4 — Train a linear regression model to predict the ground-truth bounding box.

Selective Search

This algorithm starts with making many small windows or filters and uses the greedy algorithm to grow the region. Then it locates the similar colors in the regions and merges them together.

Cons & Pros

  • It takes around 47 seconds for each test image so it can’t be
    used for real-time detection.
  • In the Region Proposal detection section(selective search) we don’t have any parameter and its fixed algorithm so we can’t optimize it.
  • According to thousands of region proposals from a single input image we require thousands of CNN forward propagations to perform object detection.
  • Training is expensive in space and time.
  • Training is a multi-stage pipeline.

Fast R-CNN

1 — The network first processes the whole image with several convolutional (conv) and max-pooling layers to produce a conv feature map.
2 — For each object proposal a region of interest (RoI) pooling layer extracts a fixed-length feature vector from the feature map.
3 — Each feature vector is fed into a sequence of fully connected (FC) layers that finally branch into two sibling output layers:

  • One that produces softmax probability estimates over K object classes plus a catch-all “background” class.
  • Another layer that outputs four real-valued numbers for each of the K object classes (Each set of 4 values encodes refined bounding-box positions for one of the K classes).

ROI pooling

The RoI pooling layer uses max pooling to convert the features inside any valid region of interest into a small feature map with a fixed spatial extent of H and W (e.g., 7 7), where H and W are layers hyper-parameters that are independent of any particular RoI.

Multi-task loss

A Fast R-CNN network has two sibling output layers.

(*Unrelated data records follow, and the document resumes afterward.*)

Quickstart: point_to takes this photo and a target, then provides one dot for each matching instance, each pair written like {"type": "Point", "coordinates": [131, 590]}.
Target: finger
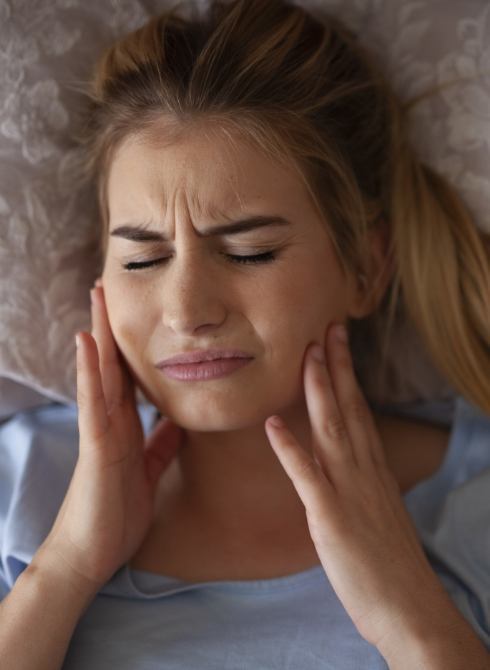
{"type": "Point", "coordinates": [363, 434]}
{"type": "Point", "coordinates": [113, 379]}
{"type": "Point", "coordinates": [93, 422]}
{"type": "Point", "coordinates": [311, 484]}
{"type": "Point", "coordinates": [330, 439]}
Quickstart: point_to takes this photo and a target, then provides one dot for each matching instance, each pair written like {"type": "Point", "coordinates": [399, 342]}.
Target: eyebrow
{"type": "Point", "coordinates": [141, 233]}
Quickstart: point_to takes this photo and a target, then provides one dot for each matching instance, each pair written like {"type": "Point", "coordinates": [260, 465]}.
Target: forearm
{"type": "Point", "coordinates": [444, 642]}
{"type": "Point", "coordinates": [38, 617]}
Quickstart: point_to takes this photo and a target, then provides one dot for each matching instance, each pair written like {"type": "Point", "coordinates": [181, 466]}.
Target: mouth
{"type": "Point", "coordinates": [205, 370]}
{"type": "Point", "coordinates": [202, 356]}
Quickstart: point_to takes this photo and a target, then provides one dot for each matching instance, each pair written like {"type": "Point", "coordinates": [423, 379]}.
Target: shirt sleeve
{"type": "Point", "coordinates": [458, 544]}
{"type": "Point", "coordinates": [38, 454]}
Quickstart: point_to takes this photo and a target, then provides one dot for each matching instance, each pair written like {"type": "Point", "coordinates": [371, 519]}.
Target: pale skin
{"type": "Point", "coordinates": [219, 469]}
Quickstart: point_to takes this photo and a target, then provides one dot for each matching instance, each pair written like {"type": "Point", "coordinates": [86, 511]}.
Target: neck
{"type": "Point", "coordinates": [233, 481]}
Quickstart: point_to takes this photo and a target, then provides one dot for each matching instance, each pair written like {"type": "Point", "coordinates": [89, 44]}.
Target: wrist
{"type": "Point", "coordinates": [48, 566]}
{"type": "Point", "coordinates": [441, 640]}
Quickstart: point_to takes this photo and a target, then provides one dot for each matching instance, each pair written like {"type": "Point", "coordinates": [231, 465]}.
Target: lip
{"type": "Point", "coordinates": [199, 356]}
{"type": "Point", "coordinates": [204, 371]}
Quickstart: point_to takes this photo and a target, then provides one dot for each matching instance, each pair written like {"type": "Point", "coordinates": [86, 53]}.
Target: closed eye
{"type": "Point", "coordinates": [266, 257]}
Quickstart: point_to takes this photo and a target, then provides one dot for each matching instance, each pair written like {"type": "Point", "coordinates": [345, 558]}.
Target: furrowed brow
{"type": "Point", "coordinates": [141, 233]}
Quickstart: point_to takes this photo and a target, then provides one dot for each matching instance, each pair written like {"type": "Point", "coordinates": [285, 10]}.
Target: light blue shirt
{"type": "Point", "coordinates": [144, 621]}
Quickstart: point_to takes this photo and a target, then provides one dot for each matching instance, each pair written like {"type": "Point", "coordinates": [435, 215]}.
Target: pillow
{"type": "Point", "coordinates": [48, 253]}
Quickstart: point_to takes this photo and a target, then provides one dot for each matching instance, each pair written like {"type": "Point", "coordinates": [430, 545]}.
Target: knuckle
{"type": "Point", "coordinates": [356, 411]}
{"type": "Point", "coordinates": [308, 469]}
{"type": "Point", "coordinates": [334, 427]}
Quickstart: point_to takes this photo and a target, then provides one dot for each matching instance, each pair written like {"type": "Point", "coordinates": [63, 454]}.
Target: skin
{"type": "Point", "coordinates": [226, 479]}
{"type": "Point", "coordinates": [233, 470]}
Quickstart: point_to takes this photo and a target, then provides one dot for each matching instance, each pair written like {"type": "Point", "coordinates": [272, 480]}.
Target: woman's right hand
{"type": "Point", "coordinates": [109, 505]}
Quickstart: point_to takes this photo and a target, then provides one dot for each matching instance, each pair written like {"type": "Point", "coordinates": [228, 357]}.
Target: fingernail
{"type": "Point", "coordinates": [341, 333]}
{"type": "Point", "coordinates": [275, 421]}
{"type": "Point", "coordinates": [318, 353]}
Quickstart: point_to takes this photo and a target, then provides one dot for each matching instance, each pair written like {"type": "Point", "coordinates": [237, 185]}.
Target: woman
{"type": "Point", "coordinates": [252, 201]}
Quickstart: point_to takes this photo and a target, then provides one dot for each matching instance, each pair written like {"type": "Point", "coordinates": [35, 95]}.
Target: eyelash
{"type": "Point", "coordinates": [266, 257]}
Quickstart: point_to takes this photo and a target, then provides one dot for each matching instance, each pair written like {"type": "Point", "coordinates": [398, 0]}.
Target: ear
{"type": "Point", "coordinates": [366, 295]}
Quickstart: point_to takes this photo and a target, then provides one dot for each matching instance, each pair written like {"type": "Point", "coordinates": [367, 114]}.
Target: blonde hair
{"type": "Point", "coordinates": [306, 93]}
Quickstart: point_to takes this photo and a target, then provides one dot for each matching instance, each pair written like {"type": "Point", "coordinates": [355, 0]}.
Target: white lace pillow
{"type": "Point", "coordinates": [47, 253]}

1. Higher detection quality (mAP) than R-CNN, SPPnet
2. Training is single-stage, using a multi-task loss
3. Training can update all network layers
4. No disk storage is required for feature caching


Region generator (selective search) is a fixed algorithm so it doesn’t optimize during training.

Faster R-CNN

The Faster R-CNN architecture consists of the RPN as a region proposal algorithm and the Fast R-CNN as a detector network.

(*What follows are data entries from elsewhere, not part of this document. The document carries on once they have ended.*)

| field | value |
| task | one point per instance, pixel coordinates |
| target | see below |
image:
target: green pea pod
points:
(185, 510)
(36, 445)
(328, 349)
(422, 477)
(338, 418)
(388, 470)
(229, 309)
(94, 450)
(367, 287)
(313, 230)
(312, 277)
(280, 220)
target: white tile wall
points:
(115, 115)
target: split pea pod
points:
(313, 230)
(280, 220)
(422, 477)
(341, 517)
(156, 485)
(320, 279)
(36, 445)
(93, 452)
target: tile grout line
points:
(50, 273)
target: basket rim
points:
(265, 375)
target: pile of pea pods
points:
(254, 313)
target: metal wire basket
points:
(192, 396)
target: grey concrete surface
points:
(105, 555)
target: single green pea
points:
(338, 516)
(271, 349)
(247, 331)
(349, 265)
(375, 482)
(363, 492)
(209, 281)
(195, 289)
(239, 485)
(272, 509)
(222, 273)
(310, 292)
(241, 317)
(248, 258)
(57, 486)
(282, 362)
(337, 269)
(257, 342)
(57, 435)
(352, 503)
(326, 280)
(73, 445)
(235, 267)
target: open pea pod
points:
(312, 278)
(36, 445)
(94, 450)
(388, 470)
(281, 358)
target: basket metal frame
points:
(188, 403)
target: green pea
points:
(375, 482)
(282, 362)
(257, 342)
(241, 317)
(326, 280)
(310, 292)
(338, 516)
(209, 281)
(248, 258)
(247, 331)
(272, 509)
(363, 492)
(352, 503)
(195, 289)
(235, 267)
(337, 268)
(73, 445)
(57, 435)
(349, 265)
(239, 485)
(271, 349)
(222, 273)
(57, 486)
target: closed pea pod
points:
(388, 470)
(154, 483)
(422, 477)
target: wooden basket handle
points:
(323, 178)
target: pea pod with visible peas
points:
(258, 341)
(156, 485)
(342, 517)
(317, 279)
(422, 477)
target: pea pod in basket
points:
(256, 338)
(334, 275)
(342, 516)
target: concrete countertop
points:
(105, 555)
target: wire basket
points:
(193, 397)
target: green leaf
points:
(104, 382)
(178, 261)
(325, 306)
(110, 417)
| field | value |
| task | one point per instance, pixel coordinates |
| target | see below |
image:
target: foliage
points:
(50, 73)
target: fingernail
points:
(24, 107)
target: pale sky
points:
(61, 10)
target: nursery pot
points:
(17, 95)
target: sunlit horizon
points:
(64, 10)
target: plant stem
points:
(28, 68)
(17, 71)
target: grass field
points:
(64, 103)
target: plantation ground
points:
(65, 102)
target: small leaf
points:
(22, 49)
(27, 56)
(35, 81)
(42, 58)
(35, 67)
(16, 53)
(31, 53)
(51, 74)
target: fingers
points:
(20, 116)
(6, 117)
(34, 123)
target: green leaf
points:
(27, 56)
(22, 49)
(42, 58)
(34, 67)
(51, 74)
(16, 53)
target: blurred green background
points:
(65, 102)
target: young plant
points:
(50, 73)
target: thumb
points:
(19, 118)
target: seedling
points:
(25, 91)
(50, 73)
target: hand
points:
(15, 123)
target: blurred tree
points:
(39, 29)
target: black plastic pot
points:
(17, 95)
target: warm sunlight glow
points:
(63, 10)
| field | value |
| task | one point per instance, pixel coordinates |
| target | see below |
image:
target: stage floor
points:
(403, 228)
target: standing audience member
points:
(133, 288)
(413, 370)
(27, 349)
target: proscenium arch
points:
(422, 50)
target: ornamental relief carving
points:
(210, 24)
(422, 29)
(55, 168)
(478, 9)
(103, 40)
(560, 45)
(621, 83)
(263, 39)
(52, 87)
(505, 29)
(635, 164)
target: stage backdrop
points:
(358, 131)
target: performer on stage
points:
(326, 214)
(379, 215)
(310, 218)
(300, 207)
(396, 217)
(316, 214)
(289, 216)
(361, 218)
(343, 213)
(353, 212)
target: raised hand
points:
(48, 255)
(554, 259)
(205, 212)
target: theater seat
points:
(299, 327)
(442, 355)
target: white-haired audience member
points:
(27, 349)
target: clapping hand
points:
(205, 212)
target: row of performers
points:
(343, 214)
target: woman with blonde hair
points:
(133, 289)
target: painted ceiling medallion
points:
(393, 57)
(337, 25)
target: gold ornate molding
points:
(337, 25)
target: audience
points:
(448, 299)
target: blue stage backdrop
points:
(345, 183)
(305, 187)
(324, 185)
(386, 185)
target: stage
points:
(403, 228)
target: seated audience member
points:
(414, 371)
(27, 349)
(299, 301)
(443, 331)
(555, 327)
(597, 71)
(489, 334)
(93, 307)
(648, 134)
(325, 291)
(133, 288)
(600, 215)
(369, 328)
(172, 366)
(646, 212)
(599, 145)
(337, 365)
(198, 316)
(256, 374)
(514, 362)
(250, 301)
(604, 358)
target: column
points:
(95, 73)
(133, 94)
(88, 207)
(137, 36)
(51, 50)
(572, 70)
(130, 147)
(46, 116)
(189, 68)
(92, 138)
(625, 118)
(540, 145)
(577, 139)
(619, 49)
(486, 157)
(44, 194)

RPN(Region Proposal Networks)

An RPN is a fully convolutional network that simultaneously predicts object bounds and objectness scores at each position. The RPN is trained end-to-end to generate high-quality region proposals, which are used by Fast R-CNN for detection.


  • Detection with a VGG RPN takes 198ms compared to the 1.8 seconds of Selective Search.
  • In ablation studies to observe the importance of scale and aspect ratios of anchor boxes, the authors find that using 3 scales with a single aspect ratio works almost as well as 3 scales and 3 aspect ratios. Depending on the task and the dataset, these ratios and scales can be modified. Using a single anchor at each location causes the mAP to drop considerably.

Mask R-CNN

Mask R-CNN, extends Faster R-CNN by adding a branch for predicting segmentation masks on each Region of Interest (RoI), in parallel with the existing branch for classification and bounding box regression. The mask branch is a small FCN applied to each RoI, predicting a segmentation mask in a pixel-to-pixel manner.
Faster RCNN was not designed for pixel-to-pixel alignment between network inputs and outputs. This is most evident in how RoIPool performs coarse spatial quantization for feature extraction. To fix the misalignment, we propose a simple, quantization-free layer, called RoIAlign, that faithfully preserves exact spatial locations.